Telephone
Email is fine. It's great for some things.
IMs are fine. They're great for some things.
But for a real conversation, give me a telephone. There's the immediate back and forth. There's the extreme intimacy of another person's voice in your ear ~ at its best, inside your head. If I want to get to know someone better, if I want to start laughing with him about situations we both think are ridiculous, if I want to say the honest word and know that the sound of affection will be in my voice... I want a telephone. I want to be able to hear breath quicken, or a slight pause of hesitation, the lowered tone of embarassment, and the swift brightness of enthusiasm. I want to be able to make the "ummm-hmm"s and "yeah"s and "wow"s that express my continuing attention. And on the telephone I know that I'm being heard, right now.

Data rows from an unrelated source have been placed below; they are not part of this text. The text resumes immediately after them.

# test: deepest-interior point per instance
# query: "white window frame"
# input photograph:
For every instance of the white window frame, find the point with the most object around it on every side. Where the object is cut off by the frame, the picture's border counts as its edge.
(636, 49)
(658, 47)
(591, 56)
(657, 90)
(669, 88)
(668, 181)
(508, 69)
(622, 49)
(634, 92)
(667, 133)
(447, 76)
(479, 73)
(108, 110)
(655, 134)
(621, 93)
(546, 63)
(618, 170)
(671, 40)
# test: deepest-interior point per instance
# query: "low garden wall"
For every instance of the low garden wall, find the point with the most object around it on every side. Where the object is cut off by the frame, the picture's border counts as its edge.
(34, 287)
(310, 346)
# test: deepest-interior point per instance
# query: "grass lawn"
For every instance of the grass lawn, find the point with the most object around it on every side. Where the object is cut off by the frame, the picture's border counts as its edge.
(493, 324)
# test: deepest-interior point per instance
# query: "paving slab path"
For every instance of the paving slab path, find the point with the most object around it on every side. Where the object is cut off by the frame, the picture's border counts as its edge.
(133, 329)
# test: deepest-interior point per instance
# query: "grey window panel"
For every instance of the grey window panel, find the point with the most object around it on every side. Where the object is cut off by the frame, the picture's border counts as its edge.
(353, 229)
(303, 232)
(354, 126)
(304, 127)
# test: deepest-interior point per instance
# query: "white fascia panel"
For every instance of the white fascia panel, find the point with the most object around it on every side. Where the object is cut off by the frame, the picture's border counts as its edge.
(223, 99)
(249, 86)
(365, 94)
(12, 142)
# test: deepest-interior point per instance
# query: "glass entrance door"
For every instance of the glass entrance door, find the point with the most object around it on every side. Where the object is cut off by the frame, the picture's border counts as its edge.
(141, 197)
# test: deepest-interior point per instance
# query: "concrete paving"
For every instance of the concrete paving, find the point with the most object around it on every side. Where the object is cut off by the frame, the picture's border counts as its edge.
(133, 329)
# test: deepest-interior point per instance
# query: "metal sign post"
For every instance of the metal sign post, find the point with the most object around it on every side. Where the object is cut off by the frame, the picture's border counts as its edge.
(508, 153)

Being on the phone is like reading a book in that a thin data stream takes over your sensorium and, in this case, you enter the world of the voice. It no longer matters what I'm looking at or whether I'm standing up or lying down. It doesn't matter what clothes I'm wearing. The voice becomes my landscape, and I'm surrounded and enveloped by it: the environment of conversation, profoundly interactive, time-based, and totally personal.
B- called me from his conference in Florida, and we spoke for an hour and a half. He has a wonderful voice and he uses words shamelessly. I'm glad he likes the telephone too.